Description
Feature Request
Summary
We want to be able to ingest packets from peers faster. There is some evidence (cc @evan-forbes) that we have blocking behavior on our ability to ingest data from peers. But as my explanation goes on, it should become clear based on intuition this is a problem.
Here is a profile from osmosis mainnet taken last night over one hour, from recvRoutine:
p2p.createMConnection.func1 is reactor.onReceive
.
The flow we currently have is:
recvRoutine:
- Checks if flowrate is satisfied for max packet size (1024 bytes)

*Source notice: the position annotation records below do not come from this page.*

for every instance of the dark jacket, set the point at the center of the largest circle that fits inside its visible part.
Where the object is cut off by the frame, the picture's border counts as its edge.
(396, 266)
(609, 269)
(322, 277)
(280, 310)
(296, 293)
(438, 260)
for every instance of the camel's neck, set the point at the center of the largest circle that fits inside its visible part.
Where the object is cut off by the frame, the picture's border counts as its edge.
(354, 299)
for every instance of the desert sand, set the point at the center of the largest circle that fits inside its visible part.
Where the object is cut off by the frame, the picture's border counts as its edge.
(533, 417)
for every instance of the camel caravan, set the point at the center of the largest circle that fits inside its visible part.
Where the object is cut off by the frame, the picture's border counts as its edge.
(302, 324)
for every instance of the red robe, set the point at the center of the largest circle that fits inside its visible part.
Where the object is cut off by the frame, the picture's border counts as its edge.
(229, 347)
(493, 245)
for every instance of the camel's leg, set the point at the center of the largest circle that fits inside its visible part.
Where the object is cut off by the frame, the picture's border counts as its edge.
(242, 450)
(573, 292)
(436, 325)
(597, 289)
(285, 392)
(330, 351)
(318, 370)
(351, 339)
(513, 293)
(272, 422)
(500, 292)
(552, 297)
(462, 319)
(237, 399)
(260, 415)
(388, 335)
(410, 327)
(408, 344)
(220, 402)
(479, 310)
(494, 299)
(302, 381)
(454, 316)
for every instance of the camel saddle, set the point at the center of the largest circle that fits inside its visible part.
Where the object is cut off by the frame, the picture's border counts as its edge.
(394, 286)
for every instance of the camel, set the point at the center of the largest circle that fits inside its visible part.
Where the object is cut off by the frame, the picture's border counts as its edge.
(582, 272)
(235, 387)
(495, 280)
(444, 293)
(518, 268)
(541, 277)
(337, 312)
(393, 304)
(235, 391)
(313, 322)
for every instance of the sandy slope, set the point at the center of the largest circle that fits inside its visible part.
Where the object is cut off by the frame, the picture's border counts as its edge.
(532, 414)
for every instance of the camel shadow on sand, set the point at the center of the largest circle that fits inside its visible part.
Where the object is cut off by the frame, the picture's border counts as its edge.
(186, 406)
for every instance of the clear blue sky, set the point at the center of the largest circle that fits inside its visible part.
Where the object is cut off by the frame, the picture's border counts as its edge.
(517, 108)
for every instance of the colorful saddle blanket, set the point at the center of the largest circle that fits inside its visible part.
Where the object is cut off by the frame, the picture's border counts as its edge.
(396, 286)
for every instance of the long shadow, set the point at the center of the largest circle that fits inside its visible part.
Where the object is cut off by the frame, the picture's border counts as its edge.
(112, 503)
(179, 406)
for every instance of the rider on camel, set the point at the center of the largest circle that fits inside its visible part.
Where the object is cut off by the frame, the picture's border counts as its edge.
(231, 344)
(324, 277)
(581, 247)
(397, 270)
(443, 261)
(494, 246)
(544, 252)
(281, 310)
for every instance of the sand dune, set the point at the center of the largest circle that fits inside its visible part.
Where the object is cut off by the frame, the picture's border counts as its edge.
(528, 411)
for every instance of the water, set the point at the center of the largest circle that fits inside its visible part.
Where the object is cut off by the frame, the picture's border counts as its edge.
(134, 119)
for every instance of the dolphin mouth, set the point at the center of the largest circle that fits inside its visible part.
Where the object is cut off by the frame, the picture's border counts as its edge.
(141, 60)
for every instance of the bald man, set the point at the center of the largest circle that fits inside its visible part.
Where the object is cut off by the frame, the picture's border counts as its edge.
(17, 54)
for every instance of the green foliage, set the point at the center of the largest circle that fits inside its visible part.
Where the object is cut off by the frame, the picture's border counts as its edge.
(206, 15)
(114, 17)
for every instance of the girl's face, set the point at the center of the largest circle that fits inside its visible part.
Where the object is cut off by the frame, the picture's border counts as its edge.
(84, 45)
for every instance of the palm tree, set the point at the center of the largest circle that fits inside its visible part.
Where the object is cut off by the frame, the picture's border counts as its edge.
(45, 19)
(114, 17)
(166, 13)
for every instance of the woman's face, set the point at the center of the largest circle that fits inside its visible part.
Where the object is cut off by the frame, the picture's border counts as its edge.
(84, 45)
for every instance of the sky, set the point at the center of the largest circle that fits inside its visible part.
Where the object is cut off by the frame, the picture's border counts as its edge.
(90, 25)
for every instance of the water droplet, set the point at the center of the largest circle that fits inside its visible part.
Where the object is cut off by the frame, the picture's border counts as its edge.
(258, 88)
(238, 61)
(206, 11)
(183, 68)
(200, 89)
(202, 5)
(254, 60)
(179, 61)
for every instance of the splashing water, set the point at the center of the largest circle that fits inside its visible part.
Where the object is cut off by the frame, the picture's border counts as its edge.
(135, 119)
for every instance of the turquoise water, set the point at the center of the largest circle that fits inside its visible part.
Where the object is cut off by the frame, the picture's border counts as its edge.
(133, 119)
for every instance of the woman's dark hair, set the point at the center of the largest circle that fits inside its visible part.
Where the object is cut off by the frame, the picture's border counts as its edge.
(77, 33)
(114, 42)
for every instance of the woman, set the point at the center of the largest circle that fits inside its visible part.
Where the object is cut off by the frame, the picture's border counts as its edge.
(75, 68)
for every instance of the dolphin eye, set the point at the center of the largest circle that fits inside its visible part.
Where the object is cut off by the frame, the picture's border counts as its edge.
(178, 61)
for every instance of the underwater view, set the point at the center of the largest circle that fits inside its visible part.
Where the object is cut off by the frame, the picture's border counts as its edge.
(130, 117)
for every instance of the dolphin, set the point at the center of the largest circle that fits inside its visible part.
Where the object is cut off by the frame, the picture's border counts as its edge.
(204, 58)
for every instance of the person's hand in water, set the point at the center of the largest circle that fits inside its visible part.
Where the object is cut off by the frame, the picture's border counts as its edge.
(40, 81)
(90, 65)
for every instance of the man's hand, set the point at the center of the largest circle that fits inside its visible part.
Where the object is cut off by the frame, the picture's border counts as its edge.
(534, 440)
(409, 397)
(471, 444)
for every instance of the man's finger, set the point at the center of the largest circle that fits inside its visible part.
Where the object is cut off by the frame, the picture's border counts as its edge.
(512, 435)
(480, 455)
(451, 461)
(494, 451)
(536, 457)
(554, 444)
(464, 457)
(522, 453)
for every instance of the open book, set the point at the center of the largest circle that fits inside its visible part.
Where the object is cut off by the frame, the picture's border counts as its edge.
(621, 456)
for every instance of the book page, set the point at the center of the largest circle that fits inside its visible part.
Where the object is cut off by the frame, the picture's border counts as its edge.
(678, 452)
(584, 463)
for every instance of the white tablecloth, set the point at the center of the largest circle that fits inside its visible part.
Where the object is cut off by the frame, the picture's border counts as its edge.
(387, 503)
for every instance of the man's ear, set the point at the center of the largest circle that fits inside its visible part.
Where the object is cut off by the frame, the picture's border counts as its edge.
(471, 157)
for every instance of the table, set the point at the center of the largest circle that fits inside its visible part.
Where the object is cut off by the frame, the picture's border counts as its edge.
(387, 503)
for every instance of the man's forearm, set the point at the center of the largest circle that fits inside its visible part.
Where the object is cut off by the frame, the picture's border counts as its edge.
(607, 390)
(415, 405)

- Tries to read the next packet
- Protobuf Decodes packet
- Find corresponding packets channel
- Buffer the proto-decoded packet data
- If buffer corresponds to a full logical packet
- Run reactor.OnReceive
- Go back to beginning
The issue is reactor.OnReceive blocks reading and proto-decoding more data for all channels to that peer. Some messages, e.g. IBC txs, take over 5ms. This means that if a peer gossips you an IBC tx, it will take at least 5ms before you even attempt to decode the subsequent packets they send you. (Leading to IBC enabled-DOS', amongst many others)
We see under low-load, CheckTx is already dominant item here.
Another problem is some consensus packets block on the cs mutex, which will be locked during block execution and vote processing.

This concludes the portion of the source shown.